Wedding scene: Sister Hazel - Champagne High

Long-night-alone scene: Radiohead - Tourist, The

Heartbreak scene: Fiona Apple - Love Ridden

Mental-breakdown scene: Mr. Bungle - Ars Morendi

Driving scene: Bad Religion - American Jesus

Deep-thought scene: Faith No More - Paths of Glory

Regret scene: Silverchair - Emotion Sickness

Lesson-learning scene: Frank Zappa - We Are Not Alone

"Life's okay" scene: Return To Forever - Majestic Dance

Party scene: Incubus - Shaft

Happy dance scene: Less Than Jake - Scott Farcas Takes It On The Chin

Flashback scene: Tomahawk - Flashback

Death scene: Radiohead - Exit Music (For a Film)

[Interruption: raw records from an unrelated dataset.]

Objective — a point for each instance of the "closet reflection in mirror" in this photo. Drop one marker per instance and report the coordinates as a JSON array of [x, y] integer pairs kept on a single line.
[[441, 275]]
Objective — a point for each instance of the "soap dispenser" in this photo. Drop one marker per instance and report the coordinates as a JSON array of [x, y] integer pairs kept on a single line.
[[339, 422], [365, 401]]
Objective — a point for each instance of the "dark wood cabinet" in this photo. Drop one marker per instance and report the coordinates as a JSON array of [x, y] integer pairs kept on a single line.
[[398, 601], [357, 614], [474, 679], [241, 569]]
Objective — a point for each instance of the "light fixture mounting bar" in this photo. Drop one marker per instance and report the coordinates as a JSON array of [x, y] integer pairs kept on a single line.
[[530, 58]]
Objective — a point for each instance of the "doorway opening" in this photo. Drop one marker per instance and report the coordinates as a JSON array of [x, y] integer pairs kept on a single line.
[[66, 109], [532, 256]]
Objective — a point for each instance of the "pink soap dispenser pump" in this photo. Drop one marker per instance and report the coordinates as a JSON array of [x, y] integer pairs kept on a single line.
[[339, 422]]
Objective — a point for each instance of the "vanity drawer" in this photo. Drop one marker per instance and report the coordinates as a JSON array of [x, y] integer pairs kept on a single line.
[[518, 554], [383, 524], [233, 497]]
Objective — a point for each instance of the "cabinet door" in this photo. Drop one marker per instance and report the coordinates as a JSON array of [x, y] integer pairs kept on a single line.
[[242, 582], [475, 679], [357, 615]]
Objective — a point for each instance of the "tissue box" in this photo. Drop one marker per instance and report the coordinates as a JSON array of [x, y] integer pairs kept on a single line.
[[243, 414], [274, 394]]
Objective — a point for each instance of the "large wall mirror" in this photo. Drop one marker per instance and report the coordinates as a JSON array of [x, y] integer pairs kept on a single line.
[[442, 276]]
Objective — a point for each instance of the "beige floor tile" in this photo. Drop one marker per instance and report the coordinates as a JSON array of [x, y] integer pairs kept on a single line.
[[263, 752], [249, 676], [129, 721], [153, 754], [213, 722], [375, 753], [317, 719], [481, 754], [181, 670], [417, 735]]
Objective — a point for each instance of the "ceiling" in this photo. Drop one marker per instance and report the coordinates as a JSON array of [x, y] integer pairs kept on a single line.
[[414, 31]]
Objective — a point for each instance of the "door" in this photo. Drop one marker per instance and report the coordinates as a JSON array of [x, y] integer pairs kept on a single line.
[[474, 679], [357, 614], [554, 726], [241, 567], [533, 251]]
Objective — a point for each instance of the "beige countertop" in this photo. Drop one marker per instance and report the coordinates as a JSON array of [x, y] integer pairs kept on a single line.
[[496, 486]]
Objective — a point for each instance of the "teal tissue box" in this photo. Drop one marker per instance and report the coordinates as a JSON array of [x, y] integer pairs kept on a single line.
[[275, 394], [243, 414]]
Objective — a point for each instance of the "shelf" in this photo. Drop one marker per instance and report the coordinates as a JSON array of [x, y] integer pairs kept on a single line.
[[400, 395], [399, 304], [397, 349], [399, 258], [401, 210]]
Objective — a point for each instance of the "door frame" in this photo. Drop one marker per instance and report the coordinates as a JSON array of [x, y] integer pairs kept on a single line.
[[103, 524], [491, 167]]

Closing credits: Living End - Closing In

14:58 - June 15, 2003
back asleep
The last 48 hours are a wonderful haze. Just got back from Madison, where, at 1:00 in the morning, I decided I needed to sit in a dark room in the corner on the thin, lumpy mattress with the moon streaking through the filmy window and eat a cold apple from the cooler in my backpack. For some reason, 150 miles north it gets unbearably hot and sticky. I opened my car door to swamp air and the third floor apartment door to swamp air moving slowly with the fan. Everyone's skin was muddy with the heat, so we grilled hamburgers on the front porch and they drank beer. By the time we all had filed over to the lakefront to hear a band play, it was strange enough to be effectively super-existent; me floating after a group with people streaming past me in this high ceilinged building and through faux-cobblestone streets, and suddenly there's this huge lake and a terrace, and steps to sit on. And the whole time me not even caring that if I had to, I wouldn't be able to get back to the house I was staying at if someone gave me a billion trillion dollars, because I had not been paying attention, not even one little bit, while I was floating along, though I do remember something about a fountain and skateboarders falling down stairs.

Anyway, it was very much like being back at college, the same way I'm not noticing as the days pass. I woke up in Andrew's bed in the middle of the night... Andrew was sprawled out on the living room couch directly in the path of the fan... and me thinking, 'oh my god! where am i??!' and then not being able to figure it out and then thinking, 'oh well. it doesn't matter.' and falling back asleep.